CADTH recommends hemophilia B gene therapy reimbursement
Canadian panel's Hemgenix recommendation comes with conditions
The Canadian Agency for Drugs and Technologies in Health’s (CADTH) Canadian Drug Expert Committee (CDEC) recommended reimbursement for hemophilia B gene therapy Hemgenix (etranacogene dezaparvovec), according to the therapy’s developer, CSL Behring Canada.
Hemgenix in 2023 became the first gene therapy in the country approved for hemophilia B when the federal regulatory agency Health Canada approved it to treat adults 18 and older with hemophilia B who need routine prophylaxis to prevent or reduce the frequency of bleeding episodes.
The CDEC said its recommendation to make Hemgenix eligible for reimbursement by public drug programs for eligible patients with severe or moderately severe hemophilia B comes with conditions, including that its cost be reduced and that it be prescribed by “specialists and experts in treating hemophilia B.”

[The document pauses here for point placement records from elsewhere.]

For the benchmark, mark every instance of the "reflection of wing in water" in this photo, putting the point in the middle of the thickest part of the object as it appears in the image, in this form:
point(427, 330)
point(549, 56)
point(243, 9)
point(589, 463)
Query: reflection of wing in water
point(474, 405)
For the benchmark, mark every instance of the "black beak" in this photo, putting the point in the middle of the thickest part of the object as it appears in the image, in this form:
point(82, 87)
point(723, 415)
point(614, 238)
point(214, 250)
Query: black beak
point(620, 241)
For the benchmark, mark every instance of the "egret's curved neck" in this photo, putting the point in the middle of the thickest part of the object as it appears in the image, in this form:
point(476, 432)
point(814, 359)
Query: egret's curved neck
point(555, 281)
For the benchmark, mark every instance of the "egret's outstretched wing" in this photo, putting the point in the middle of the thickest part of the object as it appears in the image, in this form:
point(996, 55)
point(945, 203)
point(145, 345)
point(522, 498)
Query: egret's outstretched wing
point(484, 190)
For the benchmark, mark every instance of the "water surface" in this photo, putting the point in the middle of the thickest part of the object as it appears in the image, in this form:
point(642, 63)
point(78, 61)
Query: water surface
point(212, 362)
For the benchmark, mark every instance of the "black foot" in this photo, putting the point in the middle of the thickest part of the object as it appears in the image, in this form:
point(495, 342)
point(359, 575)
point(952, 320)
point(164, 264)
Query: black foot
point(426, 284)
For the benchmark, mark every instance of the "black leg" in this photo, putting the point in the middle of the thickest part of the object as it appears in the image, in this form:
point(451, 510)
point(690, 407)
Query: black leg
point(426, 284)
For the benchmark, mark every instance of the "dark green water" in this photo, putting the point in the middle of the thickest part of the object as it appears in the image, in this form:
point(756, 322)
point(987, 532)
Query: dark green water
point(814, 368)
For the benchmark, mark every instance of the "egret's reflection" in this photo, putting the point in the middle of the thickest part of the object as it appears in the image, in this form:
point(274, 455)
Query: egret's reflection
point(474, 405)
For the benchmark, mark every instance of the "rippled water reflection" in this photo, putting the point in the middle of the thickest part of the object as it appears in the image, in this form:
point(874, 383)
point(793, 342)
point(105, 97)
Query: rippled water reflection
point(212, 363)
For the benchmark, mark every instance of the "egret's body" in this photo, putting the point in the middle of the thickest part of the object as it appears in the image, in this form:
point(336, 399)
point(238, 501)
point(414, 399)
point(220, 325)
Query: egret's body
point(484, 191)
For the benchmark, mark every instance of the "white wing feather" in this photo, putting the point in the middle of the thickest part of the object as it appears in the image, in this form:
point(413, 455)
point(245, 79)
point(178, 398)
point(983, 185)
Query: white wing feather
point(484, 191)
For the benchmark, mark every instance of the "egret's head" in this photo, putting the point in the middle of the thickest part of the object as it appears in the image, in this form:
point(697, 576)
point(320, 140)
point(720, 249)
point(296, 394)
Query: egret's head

“We thank CADTH for their quick review and positive reimbursement recommendation, which signifies an important step forward in facilitating access of Hemgenix to eligible people with hemophilia B in Canada,” Philippe Hebert, general manager at CSL Behring Canada, said in a company press release. The company plans “to collaborate with all stakeholders in Canada to secure public formulary coverage for Hemgenix as quickly as possible,” Hebert said.
The decision was supported by results from the ongoing Phase 3 clinical trial, HOPE-B (NCT03569891), showing that a single infusion of Hemgenix increased factor IX activity levels and significantly reduced the annual rate of bleeding episodes in adult male patients. Factor IX is a protein that is necessary for proper blood clotting, leaving these patients vulnerable to spontaneous bleeding and other characteristic symptoms.
Testing required for treatment
People with hemophilia B have insufficient factor IX in their blood, due to mutations in the F9 gene.
The main source of factor IX is the liver. Hemgenix uses a virus, which is harmless to humans, to insert a functional copy of the F9 gene into liver cells. This therapeutic strategy is called gene replacement therapy, and with these new instructions, the liver produces enough factor IX to restore proper blood clotting and prevent bleeding.
Patients must undergo prior testing to ensure their immune system will not inhibit the function of the virus or the factor IX itself. These tests are included as eligibility criteria for reimbursement in the official CADTH Reimbursement Recommendation.
“We recognize that the CADTH recommendation comes with certain conditions, and we urge all parties to work together so that this therapy, which has the potential to fundamentally transform treatment and improve quality of life, becomes available across Canada as soon as possible,” said Emil Wijnker, president of the Canadian Hemophilia Society.
Hemgenix is given an infusion into the bloodstream. A one-time, single-dose treatment, it has the potential to reduce or even eliminate the need for regular treatment with regular factor IX replacement therapies that provide a functional version of the protein.
“The reimbursement recommendation from CADTH for Hemgenix brings us closer to having access to this therapy for our patients,” said David Lillicrap, MD, a professor in Queen’s University’s department of pathology and molecular medicine. “Living with hemophilia B requires life-long intravenous infusions of factor IX to maintain adequate levels and reduce the frequency of bleeding events,” Lillicrap said. “The potential for gene therapy as an option to help address unmet therapeutic needs is significant progress in this disease area.”
Hemgenix is also approved in the United States, the European Union, and Switzerland, and has provisional approval in Australia. In France, two patients recently received the gene therapy at hemophilia treatment centers.